Wicke

 


In Walter Benjamins 1924 erschienenem Aufsatz Die Aufgabe des Übersetzers wird eine Unterscheidung getroffen zwischen der Übersetzung, die nicht zu verwandeln vermag, und der Übersetzung, die verwandelt. Verwandelnde Übersetzungen machen in der Welt der Sprache und des Geistes etwas möglich, das Benjamin Ergänzung nennt. Durch wandlungsfähige Übersetzungen, verändernde Übersetzungen, treten Ergänzungen in die Welt der Sprache ein. Die Sprachen beginnen sich gegenseitig zu ergänzen. Wandlungsfähiges Übersetzen ist nur möglich, wenn die Art und Weise des Meinens übersetzt wird. Wo nicht die Art des Meinens übersetzt wird, wo das Gemeinte übersetzt wird, kann die Ergänzung nicht eintreten. "Wenn in der Übersetzung die Verwandtschaft der Sprachen sich bekundet, so geschieht es anders als durch die vage Ähnlichkeit von Nachbildung und Original. Wie es denn überhaupt einleuchtet, daß Ähnlichkeit nicht notwendig bei Verwandtschaft sich einfinden muß. [. . .] Worin kann die Verwandtschaft zweier Sprachen, abgesehen von einer historischen, gesucht werden? In der Ähnlichkeit von Dichtungen jedenfalls ebensowenig wie in derjenigen ihrer Worte. Vielmehr beruht alle überhistorische Verwandtschaft der Sprachen darin, daß in ihrer jeder als ganzer jeweils eines und zwar dasselbe gemeint ist, das dennoch keiner einzelnen von ihnen, sondern nur der Allheit ihrer einander ergänzenden Intentionen erreichbar ist: die reine Sprache."

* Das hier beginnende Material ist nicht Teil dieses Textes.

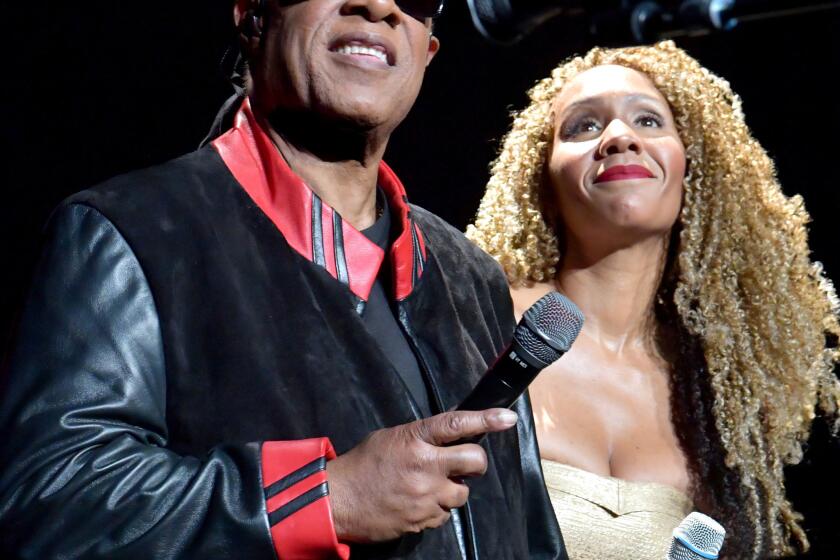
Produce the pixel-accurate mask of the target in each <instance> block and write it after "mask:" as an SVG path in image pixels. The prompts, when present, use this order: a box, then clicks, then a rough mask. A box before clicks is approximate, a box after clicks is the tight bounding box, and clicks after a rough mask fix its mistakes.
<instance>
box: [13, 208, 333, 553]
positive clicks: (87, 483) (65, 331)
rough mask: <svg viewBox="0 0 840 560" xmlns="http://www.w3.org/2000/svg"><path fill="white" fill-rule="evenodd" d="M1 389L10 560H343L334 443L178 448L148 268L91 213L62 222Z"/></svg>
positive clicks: (322, 438)
mask: <svg viewBox="0 0 840 560" xmlns="http://www.w3.org/2000/svg"><path fill="white" fill-rule="evenodd" d="M15 340H16V342H15V344H14V347H13V351H12V353H11V355H10V356H9V359H8V360H7V363H6V365H5V366H4V368H3V369H4V372H3V376H2V378H0V379H2V389H0V391H1V392H0V433H3V434H4V435H3V438H4V441H3V445H2V446H0V557H3V558H43V559H48V558H66V559H72V558H86V559H87V558H121V559H131V558H143V559H148V558H155V559H175V558H191V559H192V558H202V559H211V558H249V559H252V560H257V559H261V558H264V559H267V560H273V559H275V558H279V559H280V560H284V559H285V558H337V557H343V558H347V557H348V556H349V553H348V549H347V547H345V546H343V545H340V544H339V543H338V542H337V540H336V537H335V532H334V530H333V528H332V521H331V515H330V510H329V499H328V495H327V494H328V486H327V479H326V471H325V462H326V461H327V460H329V459H330V458H332V457H334V452H333V451H332V448H331V446H330V444H329V441H328V440H327V439H326V438H319V439H314V440H303V441H289V442H253V443H244V444H231V445H218V446H216V447H214V448H212V449H211V450H209V452H208V453H207V454H206V455H204V456H201V457H192V456H183V455H179V454H177V453H174V452H172V451H171V450H169V449H167V426H166V417H165V416H166V414H165V411H166V367H165V363H164V358H163V356H164V353H163V341H162V339H161V334H160V326H159V320H158V316H157V313H156V311H155V305H154V301H153V298H152V295H151V293H150V290H149V287H148V284H147V282H146V280H145V277H144V275H143V271H142V270H141V267H140V265H139V263H138V261H137V259H136V258H135V256H134V254H133V253H132V251H131V249H130V247H129V246H128V244H127V243H126V242H125V240H124V239H123V238H122V236H121V235H120V234H119V232H118V231H117V229H116V228H115V227H114V226H113V225H112V224H111V223H110V222H109V221H108V220H107V219H105V218H104V217H103V216H102V215H101V214H99V213H98V212H97V211H96V210H95V209H93V208H90V207H87V206H84V205H69V206H64V207H62V208H61V209H60V210H59V211H58V212H57V214H56V215H55V216H54V217H53V219H52V221H51V225H50V228H49V231H48V242H47V244H46V247H45V251H44V254H43V256H42V260H41V263H40V265H39V268H38V270H37V271H36V276H35V282H34V284H33V287H32V289H31V292H30V295H29V297H28V302H27V305H26V307H25V310H24V313H23V316H22V320H21V323H20V327H19V330H18V332H17V336H16V339H15Z"/></svg>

Weit entfernt sich von der reinen Sprache eine Übersetzung, welche verwandelt ohne zu verwandeln und verändern. Wer das französische pain übersetzt in Brot, ist ein solcher Verwandler ohne Verwandlung. Eine solche Übersetzung sagt dasselbe, sie gibt damit die Möglichkeit des Ergänzens auf. Paradox verwandelt und trennt die andere Art des Übersetzens, sie schafft Differenz und Ungleichheit – und diese beiden, die Differenz und die Ungleichheit, besitzen das Vermögen, zu ergänzen. Pain läßt sich nicht durch Brot ergänzen. Gäbe es nur pain–Brot Übersetzungen, gäbe es alleine Goethes gleiche Ansicht der Dinge, so gäbe es, was Benjamin als Ausschluß bezeichnet.